Несколько дней он пребывал в глубокой задумчивости, от разговоров уклонялся, пиво с друзьями не пил, рано ложился спать. Отвернувшись к стене, долго сопел, и непонятно было, то ли раскаянием было наполнено его сопение, то ли обидой, но скорее всего ни то ни другое — Федор приходил в себя. К исходу недели он расписал стекло кухонной двери различными овощами, отдавая, как обычно, предпочтение свекле, морковке и репе — рисовать он их научился в детстве и внешний вид хорошо помнил. Еще через неделю, вернувшись с работы, Мазулина с изумлением увидела, что Федор с ясным взглядом и вдохновенным лицом расписывает на кухне кафелинки. На одной он поместил изображение все той же репы, на другой — морковки, в третьем квадрате, сами понимаете, свеклу. Рядом валялись книги по овощеводству. Похоже, Федор искал изображение других фруктов и овощей, внешний вид которых стерся в его памяти за последние годы.
Произошли изменения и у Адуева. Однажды он заявился на работу в черном костюме, белой рубашке и темном галстуке, что, по его представлению, должно было, видимо, означать нарядность, торжественность, праздничность. Во дурак-то, господи!

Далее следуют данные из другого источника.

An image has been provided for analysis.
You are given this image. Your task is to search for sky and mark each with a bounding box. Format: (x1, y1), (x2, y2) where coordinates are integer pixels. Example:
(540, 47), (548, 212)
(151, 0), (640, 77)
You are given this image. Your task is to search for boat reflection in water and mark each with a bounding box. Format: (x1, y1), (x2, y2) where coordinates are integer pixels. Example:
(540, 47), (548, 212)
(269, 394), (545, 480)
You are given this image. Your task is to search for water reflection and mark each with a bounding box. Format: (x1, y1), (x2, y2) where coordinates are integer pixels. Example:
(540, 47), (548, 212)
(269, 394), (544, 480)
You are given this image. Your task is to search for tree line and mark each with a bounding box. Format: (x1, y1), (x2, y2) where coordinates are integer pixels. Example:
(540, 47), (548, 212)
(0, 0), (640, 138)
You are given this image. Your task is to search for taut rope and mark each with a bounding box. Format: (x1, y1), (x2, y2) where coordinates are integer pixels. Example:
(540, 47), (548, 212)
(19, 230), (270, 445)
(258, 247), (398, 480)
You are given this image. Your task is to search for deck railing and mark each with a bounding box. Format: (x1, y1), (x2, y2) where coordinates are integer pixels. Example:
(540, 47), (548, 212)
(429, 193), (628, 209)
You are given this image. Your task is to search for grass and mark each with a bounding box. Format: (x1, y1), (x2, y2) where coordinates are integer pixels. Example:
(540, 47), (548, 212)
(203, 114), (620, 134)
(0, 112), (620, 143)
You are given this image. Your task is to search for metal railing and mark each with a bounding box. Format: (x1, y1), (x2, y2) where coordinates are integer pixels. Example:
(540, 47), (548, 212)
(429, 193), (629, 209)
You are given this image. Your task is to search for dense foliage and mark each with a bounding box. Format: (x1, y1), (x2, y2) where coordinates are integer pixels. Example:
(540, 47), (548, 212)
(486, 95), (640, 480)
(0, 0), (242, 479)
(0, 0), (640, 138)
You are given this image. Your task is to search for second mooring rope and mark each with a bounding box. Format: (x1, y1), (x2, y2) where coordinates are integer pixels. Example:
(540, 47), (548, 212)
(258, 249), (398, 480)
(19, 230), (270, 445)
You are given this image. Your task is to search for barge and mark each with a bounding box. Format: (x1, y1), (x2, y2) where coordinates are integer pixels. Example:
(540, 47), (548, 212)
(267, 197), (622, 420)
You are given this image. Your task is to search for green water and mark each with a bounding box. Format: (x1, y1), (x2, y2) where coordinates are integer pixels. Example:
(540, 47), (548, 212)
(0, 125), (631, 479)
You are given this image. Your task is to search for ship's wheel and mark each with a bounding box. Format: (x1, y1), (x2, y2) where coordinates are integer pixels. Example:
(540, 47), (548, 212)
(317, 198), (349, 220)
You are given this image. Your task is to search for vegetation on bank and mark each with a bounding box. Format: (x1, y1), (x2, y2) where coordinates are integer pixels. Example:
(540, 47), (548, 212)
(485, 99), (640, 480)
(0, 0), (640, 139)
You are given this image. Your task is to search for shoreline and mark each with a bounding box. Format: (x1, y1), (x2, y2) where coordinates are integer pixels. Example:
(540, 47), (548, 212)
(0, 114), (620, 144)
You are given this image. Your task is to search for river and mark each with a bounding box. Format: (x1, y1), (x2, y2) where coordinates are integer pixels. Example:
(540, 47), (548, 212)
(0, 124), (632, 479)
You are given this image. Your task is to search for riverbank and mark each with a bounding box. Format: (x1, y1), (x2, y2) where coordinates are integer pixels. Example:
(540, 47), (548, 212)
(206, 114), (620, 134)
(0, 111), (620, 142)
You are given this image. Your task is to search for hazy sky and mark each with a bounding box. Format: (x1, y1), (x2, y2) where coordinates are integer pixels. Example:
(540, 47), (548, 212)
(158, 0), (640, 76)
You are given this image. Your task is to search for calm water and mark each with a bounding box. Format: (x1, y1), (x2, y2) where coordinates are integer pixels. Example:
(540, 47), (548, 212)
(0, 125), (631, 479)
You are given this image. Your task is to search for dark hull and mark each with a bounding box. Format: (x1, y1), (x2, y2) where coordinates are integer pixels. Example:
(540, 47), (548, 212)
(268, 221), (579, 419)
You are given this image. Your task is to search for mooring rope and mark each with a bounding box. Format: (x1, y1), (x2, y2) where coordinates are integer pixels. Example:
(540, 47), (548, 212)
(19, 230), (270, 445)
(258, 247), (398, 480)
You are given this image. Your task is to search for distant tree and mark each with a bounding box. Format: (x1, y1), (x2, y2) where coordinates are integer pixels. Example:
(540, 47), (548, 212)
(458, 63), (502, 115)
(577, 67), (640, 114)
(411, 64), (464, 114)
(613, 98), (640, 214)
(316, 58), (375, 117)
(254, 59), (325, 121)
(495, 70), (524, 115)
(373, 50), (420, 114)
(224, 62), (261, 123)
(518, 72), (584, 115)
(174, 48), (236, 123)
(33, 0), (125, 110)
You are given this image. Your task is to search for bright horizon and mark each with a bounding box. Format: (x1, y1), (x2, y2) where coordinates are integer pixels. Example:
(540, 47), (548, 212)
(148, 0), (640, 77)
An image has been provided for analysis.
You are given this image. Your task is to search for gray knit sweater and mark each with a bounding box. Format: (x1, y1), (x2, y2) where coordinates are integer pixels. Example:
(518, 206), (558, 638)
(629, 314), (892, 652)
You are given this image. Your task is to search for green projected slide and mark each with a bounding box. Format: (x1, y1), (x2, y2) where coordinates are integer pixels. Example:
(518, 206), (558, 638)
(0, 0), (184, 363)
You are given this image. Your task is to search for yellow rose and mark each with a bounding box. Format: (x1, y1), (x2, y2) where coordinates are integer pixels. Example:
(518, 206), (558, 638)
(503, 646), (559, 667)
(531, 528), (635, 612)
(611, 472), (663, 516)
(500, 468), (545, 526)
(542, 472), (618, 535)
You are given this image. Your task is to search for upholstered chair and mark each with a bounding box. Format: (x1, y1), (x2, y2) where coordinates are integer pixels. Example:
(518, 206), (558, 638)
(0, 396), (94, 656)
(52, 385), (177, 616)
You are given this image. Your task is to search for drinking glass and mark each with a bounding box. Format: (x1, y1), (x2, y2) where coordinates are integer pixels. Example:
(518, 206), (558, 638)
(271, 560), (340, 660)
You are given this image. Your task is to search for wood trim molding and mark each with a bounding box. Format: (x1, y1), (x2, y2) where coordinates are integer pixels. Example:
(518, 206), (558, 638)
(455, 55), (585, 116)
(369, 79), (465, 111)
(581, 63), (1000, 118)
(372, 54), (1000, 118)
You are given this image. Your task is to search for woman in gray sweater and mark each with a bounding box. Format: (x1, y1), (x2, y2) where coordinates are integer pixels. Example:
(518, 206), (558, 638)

Пафнутьев, глянув на Адуева поверх очков, спросил с простодушием в голосе:
— Ты что, Ваня, с похорон?
— Чего это с похорон? — привычно переспросил Адуев, поскольку замедленность мышления всегда вынуждала его переспрашивать. Но Пафнутьев от пояснений уклонился, увлекшись инструкцией по использованию шлаков в народном хозяйстве. Адуев бросал на Мазулину стыдливые взгляды, краснел при разговоре, не в силах забыть сцены, которые столь красочно были описаны в общей тетради. На Восьмое марта он даже не постоял перед расходами и купил Изольде комнатные тапочки, решив, что в этом подарке есть и теплота, и забота, и даже намек на некоторую интимность. Купить цветы Адуев не решился. По его понятиям это было бы слишком уж вызывающе, на грани безнравственности. А кроме того, вам известно, сколько стоят цветы на Восьмое марта?
Осенний сон
Поздняя сентябрьская жара спала, и наступил осенний вечер. Одна сторона улицы была освещена низким солнцем, и на бугристой, площади тени от домов лежали, будто разложенное для просушки тряпье. Город облегченно откладывал дневные дела и подумывал, чем бы заняться. Только трубы заводов продолжали деловито отравлять воздух подкрашивая и волны Москвы-реки, и отражения в окнах домов, и лица прохожих. Весь вечер казался каким-то желтовато-зеленым, как кожура не очень спелого лимона.
Это случилось возле большого серого дома, и, если бы не его высокие окна, он был бы очень похож на тюрьму, поскольку работающие в нем люди находились как бы в пожизненном заключении. После пятнадцати-двадцати лет работы они получали повышение, некоторые становились начальниками и уже требовали уважения к себе, к своему стажу, возрасту, к своей старости, капризно и обидчиво требовали сочувствия к своему близкому и неизбежному концу. Конечно, с годами служащие постепенно глупели, но так как это происходило со всеми, независимо от служебного положения, то этого оглупления никто не замечал, более того, глупость воспринималась как глубокомыслие, а то и мудрость. И это было вполне объяснимо, потому что с годами потребность в умственных усилиях, умственных способностях уменьшалась, а то и вовсе отпадала.